Court dismisses childcare worker's malicious prosecution claim against former employer

She had already succeeded at unfair dismissal - the second case went differently

Court dismisses childcare worker's malicious prosecution claim against former employer

An employer can want a worker gone and still report misconduct to police without it becoming malicious prosecution, a New South Wales court found. 

The District Court of New South Wales, in a decision handed down on July 10, 2026, dismissed a former childcare teacher's civil claim against her old employer - a Sydney childcare provider - and two of its senior staff. She had sued for malicious prosecution and a related claim after the criminal case against her collapsed. 

The background reaches back to 2020. The worker, an early childhood teacher, was charged with two counts of assaulting a child at the centre under the Crimes Act 1900 (NSW). Three colleagues signed statements alleging two incidents involving the child's hands being bound. The centre's chief executive passed those statements to police, and she was sacked. A local court dismissed the charges in April 2022. 

She then went after the company and two individuals - the chief executive and the centre director - rather than the authorities who brought the prosecution. Her case was that the abuse allegations had been "fabricated" to force her out, and that the employer acted with malice. 

The court did not accept it. The judge found she had not proved the allegations were fabricated, and stressed that this was not a finding that she had harmed the child. The malice claim failed as well - even setting fabrication aside, the judge was not persuaded either individual had acted for an improper purpose. He also found the employer had reasonable and probable cause to report. 

Here is the part HR leaders should sit with. The judge accepted the chief executive held professional ill will toward the worker. Months earlier she had lodged seven grievances against him, one of which an external investigator substantiated, and he had pushed for her to leave. The judge even found it "probable" he had urged the employer's outside HR advisers to handle her file in a way that would reduce her chances of working in childcare again. 

Yet ill will was not enough. The judge held the report to police was driven by a genuine belief in a legal duty to report, citing mandatory reporting obligations under the Children and Young Persons (Care and Protection) Act 1998 (NSW). Wanting someone gone and reporting a safety concern were treated as separate things - the dismissal never needed a police report to happen. 

The court also found none of the defendants were "prosecutors" for the purpose of the tort. They handed information to police in good faith; police investigated independently and decided to charge. 

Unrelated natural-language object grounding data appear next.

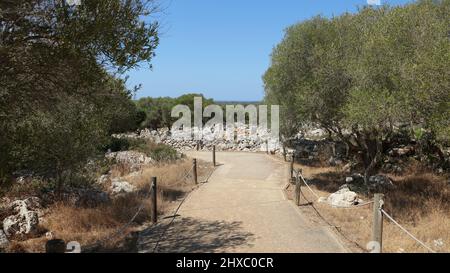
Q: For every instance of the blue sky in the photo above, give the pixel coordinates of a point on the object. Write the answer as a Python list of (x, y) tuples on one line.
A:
[(221, 48)]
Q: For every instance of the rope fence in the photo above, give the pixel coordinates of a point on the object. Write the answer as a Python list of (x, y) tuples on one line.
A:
[(378, 213), (141, 207)]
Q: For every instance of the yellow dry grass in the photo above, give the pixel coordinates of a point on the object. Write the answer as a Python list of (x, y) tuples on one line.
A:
[(420, 203), (91, 225)]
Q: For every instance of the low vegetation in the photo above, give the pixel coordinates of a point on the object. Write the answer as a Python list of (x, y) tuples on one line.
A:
[(419, 202)]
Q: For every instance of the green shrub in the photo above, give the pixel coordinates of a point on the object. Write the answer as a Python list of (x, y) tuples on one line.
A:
[(162, 152)]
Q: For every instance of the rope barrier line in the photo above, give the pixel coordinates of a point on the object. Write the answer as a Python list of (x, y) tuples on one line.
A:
[(125, 226), (176, 212), (138, 211), (406, 231)]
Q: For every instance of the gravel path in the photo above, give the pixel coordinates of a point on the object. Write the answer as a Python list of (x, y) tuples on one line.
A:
[(242, 209)]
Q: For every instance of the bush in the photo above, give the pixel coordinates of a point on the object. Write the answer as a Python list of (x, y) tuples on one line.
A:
[(163, 153), (157, 151), (117, 145)]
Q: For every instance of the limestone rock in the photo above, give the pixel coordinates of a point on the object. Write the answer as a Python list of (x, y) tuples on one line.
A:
[(24, 221), (120, 187), (343, 198)]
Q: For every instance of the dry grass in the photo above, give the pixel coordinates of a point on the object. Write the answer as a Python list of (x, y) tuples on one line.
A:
[(90, 225), (420, 202)]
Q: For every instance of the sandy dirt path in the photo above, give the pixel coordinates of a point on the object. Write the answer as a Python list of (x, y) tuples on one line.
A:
[(241, 209)]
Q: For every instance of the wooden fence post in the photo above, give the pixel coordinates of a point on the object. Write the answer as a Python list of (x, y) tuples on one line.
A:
[(154, 201), (377, 226), (292, 166), (297, 189), (214, 155), (194, 162)]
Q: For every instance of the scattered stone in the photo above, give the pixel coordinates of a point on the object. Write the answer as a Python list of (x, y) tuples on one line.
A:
[(344, 197), (132, 158), (120, 187), (91, 198), (438, 243), (25, 221), (380, 183), (103, 179)]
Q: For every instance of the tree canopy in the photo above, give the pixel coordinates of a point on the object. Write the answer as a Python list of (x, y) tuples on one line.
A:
[(362, 75), (61, 94)]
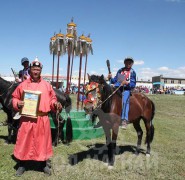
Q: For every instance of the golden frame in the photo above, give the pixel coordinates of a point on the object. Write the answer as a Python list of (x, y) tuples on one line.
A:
[(31, 103)]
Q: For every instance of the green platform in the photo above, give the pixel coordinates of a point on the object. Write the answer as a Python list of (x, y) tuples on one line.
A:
[(82, 126)]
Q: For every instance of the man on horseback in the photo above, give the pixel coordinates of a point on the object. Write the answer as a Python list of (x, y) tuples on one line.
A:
[(125, 79), (34, 135)]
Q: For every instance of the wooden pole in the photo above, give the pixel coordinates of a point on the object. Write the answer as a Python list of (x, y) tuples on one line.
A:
[(57, 86), (78, 95), (53, 67), (68, 67)]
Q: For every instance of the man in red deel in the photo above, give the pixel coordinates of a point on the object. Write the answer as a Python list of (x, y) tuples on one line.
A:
[(34, 141)]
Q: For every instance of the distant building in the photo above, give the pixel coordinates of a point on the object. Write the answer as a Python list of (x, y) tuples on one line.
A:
[(161, 82)]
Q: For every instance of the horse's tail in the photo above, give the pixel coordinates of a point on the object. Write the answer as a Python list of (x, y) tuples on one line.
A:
[(152, 129), (69, 130)]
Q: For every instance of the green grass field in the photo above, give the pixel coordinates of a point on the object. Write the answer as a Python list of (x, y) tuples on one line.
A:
[(167, 151)]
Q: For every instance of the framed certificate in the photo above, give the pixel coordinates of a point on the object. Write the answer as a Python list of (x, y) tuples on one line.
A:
[(31, 103)]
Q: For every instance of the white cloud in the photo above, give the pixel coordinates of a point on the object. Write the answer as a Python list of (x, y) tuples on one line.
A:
[(138, 62), (163, 68), (176, 1)]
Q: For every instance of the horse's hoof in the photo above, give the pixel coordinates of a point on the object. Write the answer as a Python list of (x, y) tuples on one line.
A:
[(110, 167), (136, 153), (147, 155)]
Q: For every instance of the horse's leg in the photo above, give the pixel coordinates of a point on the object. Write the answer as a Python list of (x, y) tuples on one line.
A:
[(139, 136), (109, 146), (147, 125), (115, 130)]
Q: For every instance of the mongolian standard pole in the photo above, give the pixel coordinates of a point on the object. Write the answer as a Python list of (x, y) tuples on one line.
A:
[(53, 50), (81, 50), (60, 50), (79, 78)]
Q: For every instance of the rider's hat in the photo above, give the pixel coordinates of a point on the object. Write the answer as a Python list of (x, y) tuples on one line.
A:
[(24, 59), (129, 59), (36, 63)]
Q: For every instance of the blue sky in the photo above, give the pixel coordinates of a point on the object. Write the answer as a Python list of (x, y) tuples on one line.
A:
[(151, 31)]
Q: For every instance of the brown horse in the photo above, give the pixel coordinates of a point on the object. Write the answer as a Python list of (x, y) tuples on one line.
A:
[(108, 108)]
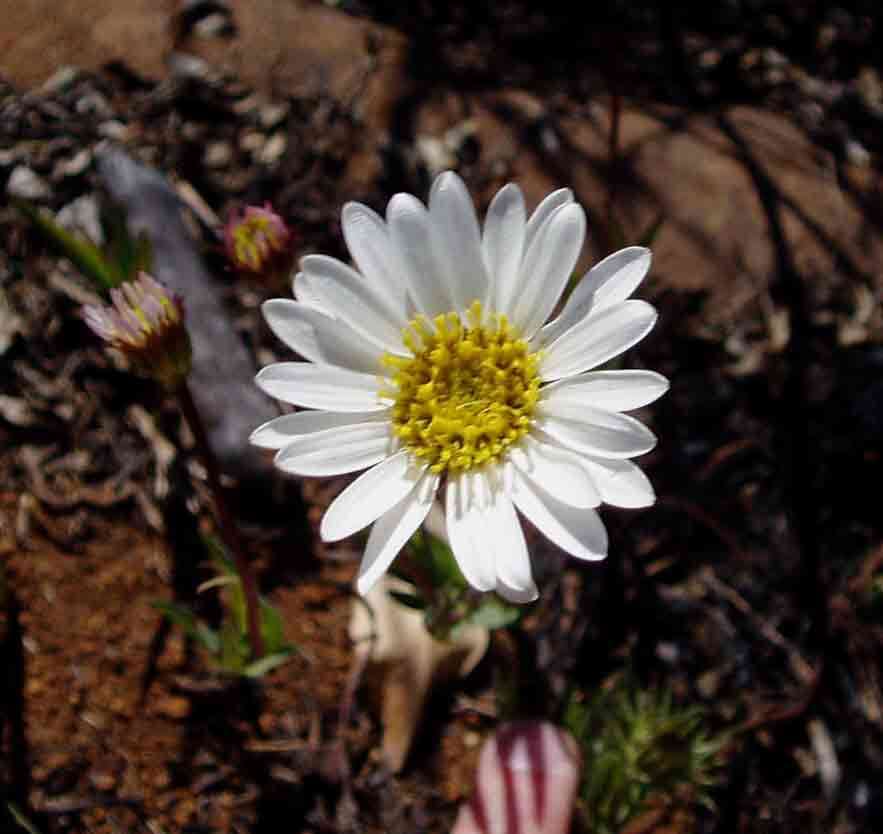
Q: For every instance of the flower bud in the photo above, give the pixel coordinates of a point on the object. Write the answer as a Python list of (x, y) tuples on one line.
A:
[(145, 323), (527, 779)]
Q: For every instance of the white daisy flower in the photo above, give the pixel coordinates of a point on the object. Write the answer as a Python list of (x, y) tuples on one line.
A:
[(432, 365)]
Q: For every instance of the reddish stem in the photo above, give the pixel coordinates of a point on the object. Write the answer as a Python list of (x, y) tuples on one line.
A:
[(227, 525)]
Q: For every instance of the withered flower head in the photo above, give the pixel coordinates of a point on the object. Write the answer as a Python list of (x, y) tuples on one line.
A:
[(145, 323), (257, 240)]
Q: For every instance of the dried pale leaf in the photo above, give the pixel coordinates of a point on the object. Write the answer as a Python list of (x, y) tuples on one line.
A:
[(393, 642)]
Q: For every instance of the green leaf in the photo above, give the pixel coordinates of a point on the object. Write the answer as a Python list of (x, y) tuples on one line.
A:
[(234, 650), (21, 819), (127, 255), (441, 563), (259, 668), (493, 612), (80, 251)]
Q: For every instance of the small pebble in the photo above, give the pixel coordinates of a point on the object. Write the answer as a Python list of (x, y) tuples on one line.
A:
[(26, 185), (94, 104), (73, 166), (61, 79), (218, 155)]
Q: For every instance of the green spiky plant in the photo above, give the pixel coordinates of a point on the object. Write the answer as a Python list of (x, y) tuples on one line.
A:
[(642, 752)]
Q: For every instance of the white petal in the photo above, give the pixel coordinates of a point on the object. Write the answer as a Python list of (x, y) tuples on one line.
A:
[(321, 386), (280, 431), (411, 233), (543, 211), (609, 282), (579, 532), (597, 339), (319, 338), (348, 296), (303, 292), (559, 471), (462, 519), (503, 246), (547, 266), (393, 529), (335, 451), (621, 482), (610, 390), (368, 241), (607, 434), (619, 275), (368, 497), (502, 534), (457, 240)]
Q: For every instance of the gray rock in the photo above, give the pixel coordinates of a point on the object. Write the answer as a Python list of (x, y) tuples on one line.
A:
[(222, 380), (187, 67), (272, 152), (94, 104), (27, 185)]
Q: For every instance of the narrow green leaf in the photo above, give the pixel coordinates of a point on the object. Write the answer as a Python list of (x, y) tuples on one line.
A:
[(259, 668), (21, 819), (80, 251), (414, 601)]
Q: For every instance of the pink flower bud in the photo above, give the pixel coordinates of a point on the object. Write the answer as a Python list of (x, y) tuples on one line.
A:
[(526, 783), (145, 323), (257, 240)]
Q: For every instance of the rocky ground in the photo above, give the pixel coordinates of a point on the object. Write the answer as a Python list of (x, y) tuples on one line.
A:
[(752, 134)]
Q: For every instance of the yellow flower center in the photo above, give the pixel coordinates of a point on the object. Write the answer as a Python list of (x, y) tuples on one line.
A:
[(251, 240), (468, 393)]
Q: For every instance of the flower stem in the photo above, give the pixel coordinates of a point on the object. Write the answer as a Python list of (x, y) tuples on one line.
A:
[(227, 525)]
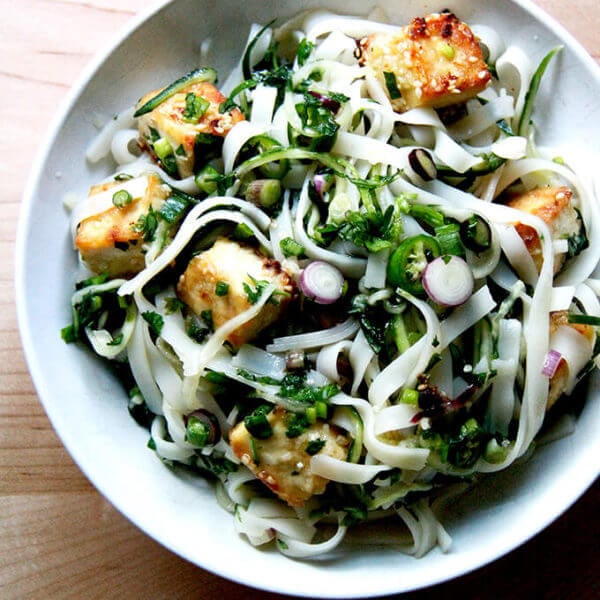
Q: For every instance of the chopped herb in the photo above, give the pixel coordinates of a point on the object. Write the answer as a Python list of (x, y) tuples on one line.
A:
[(578, 242), (294, 387), (254, 293), (297, 423), (264, 379), (195, 107), (372, 230), (584, 320), (305, 49), (173, 305), (122, 198), (221, 288), (314, 447), (282, 544), (146, 225), (291, 247), (392, 85), (206, 316), (257, 423), (242, 232), (197, 332), (155, 321)]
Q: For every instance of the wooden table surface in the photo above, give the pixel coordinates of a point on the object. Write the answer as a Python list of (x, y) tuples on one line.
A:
[(58, 537)]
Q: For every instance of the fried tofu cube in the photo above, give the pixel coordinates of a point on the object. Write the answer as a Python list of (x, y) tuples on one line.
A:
[(434, 62), (560, 380), (226, 280), (553, 205), (283, 463), (106, 236), (177, 127)]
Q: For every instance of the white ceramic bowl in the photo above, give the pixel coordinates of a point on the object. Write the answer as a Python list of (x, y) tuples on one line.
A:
[(87, 406)]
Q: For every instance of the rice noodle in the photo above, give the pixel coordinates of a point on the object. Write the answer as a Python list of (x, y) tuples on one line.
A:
[(384, 389)]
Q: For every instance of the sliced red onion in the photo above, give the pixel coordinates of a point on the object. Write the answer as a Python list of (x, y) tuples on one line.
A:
[(551, 362), (322, 282), (448, 280), (320, 182)]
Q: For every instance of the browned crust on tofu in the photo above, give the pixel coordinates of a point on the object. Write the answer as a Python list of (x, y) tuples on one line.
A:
[(167, 118), (283, 463), (437, 61), (233, 264), (547, 203), (98, 237), (552, 205)]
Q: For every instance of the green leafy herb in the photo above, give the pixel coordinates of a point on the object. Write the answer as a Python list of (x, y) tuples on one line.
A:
[(579, 241), (146, 225), (392, 85), (294, 386), (291, 247), (305, 48), (254, 293), (314, 447), (584, 319), (206, 316), (297, 423), (372, 230), (221, 288), (173, 305), (196, 331), (122, 198), (257, 423), (118, 339)]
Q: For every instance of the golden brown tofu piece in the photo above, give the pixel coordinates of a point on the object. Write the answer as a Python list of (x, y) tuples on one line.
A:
[(558, 382), (108, 241), (224, 280), (433, 62), (169, 122), (283, 463), (553, 205)]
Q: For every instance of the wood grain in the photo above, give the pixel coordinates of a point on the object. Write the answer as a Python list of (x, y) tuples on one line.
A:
[(58, 537)]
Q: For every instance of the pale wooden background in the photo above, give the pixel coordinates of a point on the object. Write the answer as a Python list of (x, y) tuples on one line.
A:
[(58, 537)]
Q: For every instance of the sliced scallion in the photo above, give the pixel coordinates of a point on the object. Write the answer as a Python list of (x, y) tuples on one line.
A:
[(195, 76), (122, 198)]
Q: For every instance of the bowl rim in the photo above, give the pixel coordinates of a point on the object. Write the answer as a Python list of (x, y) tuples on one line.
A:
[(584, 480)]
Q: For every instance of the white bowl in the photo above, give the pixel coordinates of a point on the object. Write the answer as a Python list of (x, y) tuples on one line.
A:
[(87, 406)]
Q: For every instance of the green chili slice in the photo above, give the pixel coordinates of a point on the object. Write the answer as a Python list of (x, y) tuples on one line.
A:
[(408, 261)]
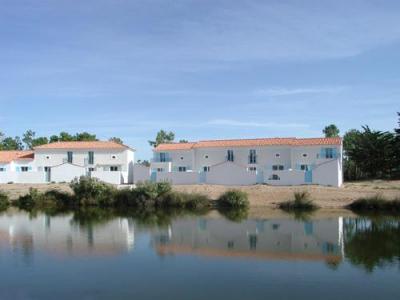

The worker had already succeeded in her unfair dismissal case, collecting six months' pay from the Fair Work Commission. That did not carry over. Had she succeeded here, the judge said he would have assessed damages at $329,261 - but she recovered nothing and was ordered to pay the defendants' costs. 

The takeaway for HR: documenting a genuine safety concern and reporting it does not turn unlawful just because you also want the employee out. The same contemporaneous emails that showed animosity also showed a genuine belief in a reporting duty - and that record decided the case.